Måns Carlsson-Sweeny, head of ESG research at Ausbil, said the market is “saturated” with discussion about ESG issues, however many investors are missing a crucial point about this increasingly important aspect of investing.
“Investors whose sole focus is only investing in companies with the relatively best ESG profiles might develop a portfolio of expensive stocks, and miss the potential for growth in companies with a positive ESG trajectory,” said Mr Carlsson-Sweeny.
“It makes sense to identify companies that are working to improve their ESG profiles. We believe ESG performance can be a lead indicator of operational performance, and the way companies deal with these types of issues is also a good proxy for management quality.
“Furthermore, companies that are improving their ESG approaches tend also to be those that are improving their overall business. And, in turn, that will be reflected in their profitability, risk management, and ultimately their share price.”
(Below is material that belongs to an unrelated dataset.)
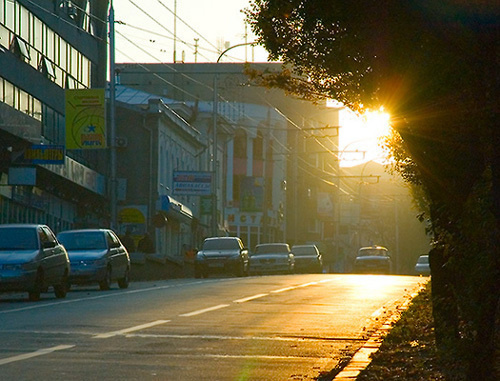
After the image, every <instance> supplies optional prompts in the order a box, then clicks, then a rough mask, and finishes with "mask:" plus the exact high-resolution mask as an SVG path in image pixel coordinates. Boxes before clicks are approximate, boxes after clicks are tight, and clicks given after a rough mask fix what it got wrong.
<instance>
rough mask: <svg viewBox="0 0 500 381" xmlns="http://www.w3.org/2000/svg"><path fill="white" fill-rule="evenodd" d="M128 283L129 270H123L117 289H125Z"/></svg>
mask: <svg viewBox="0 0 500 381" xmlns="http://www.w3.org/2000/svg"><path fill="white" fill-rule="evenodd" d="M129 282H130V273H129V269H128V268H127V270H125V274H124V275H123V278H120V279H118V287H120V288H127V287H128V284H129Z"/></svg>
Mr Carlsson-Sweeny said that investing in companies with forward momentum in their ESG performance can be beneficial from the perspective of adding alpha, as better risk management is likely to add a premium to valuation over time, though this can also apply in reverse.
“On the other hand, we sometimes take short positions in companies that have a poor and deteriorating ESG profile,” he said.
“Similarly, investors are also increasingly recognising that among similar companies, one with a good ESG profile should be valued with higher earnings multiples and trade above that of a similar company with a poor ESG profile.”
Mr Carlsson-Sweeny added that ESG integration into analysis and investment decisions is about making better-informed investment choices, ultimately in order to obtain higher returns. Investors looking at ESG factors are also looking at more variables than just earnings and valuations.
Companies with poor ESG profiles often perform poorly.
He also noted that the “war on plastics” is a growing ESG issue, as new estimates reveal there will be more plastics in the ocean than fish by 2050.
“While some companies are responding to this challenge, others are being driven by changing consumer preferences. This is happening in our own backyard as seen in Australian supermarkets reducing their use of single-use plastic bags,” he said.
“The world is changing, and companies need to adapt, and demonstrate that they can adapt. How they approach ESG issues is a proxy for this.”